As I was planning my trip, my friend Katrina said, “Do you realize that when you speak or write about Florida, you say ‘my condo,’ but when you speak of Boston, you say ‘my home?’” 

My Florida friends asked if I was going for fun and vacation, and I replied, “I need a change of scenery. I’m going to visit my brother and some friends. I want to go to the cemetery to be with David and Hillel.” 

Arriving at Boston’s Logan airport on a warm, humid Friday morning in July, my dear friend Joyce picked me up. As we drove to her house, I breathed in the familiar early summer smells of New England — wilted lilacs and fresh cut grass. I paused. I’m home. It’s where my shattered heart beats peaceably; the “better place” all the well-wishers who eschew grief speak about.

Driving along Storrow Drive, we pass Massachusetts General Hospital, where David worked for 37 years as a physician, directing the pediatric intensive care units. Looking at the boats moving on the Charles River, I recall the summer that Hillel was 11 years old and sailed on this very river in a community boating program. David was still alive. I hear Hillel. “Mama, it’s so much fun; sailing makes me feel alive and so good!” he exclaimed. He made new friends that summer, from England, and sailed with them. Hillel excelled at sailing. It soothed his anxiety. 

Now I stare out of the large windows of my condo in Florida — my sadness softened momentarily by the calming view of the clear, turquoise waves gently folding onto the sand. In the kitchen, I stir down the sponge of the challah — a mixture bubbling with yeast, water, sugar and flour.
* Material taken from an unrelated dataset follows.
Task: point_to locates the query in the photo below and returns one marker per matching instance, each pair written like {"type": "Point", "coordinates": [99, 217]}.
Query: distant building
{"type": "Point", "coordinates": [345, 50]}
Then I add the oil, salt and flour, deliberately. One cup at a time. When it becomes difficult to stir, I turn the dough onto a floured surface and knead. The rhythmic motion lulls me into a trance and I see Hillel ripping apart a warm just-baked loaf of the bread. 

I brush an egg wash over the three strands before putting it into the oven. As the challah bakes, I feel that David and Hillel are close to me. I hear their whispering, loving voices. For tonight, my condo is my home.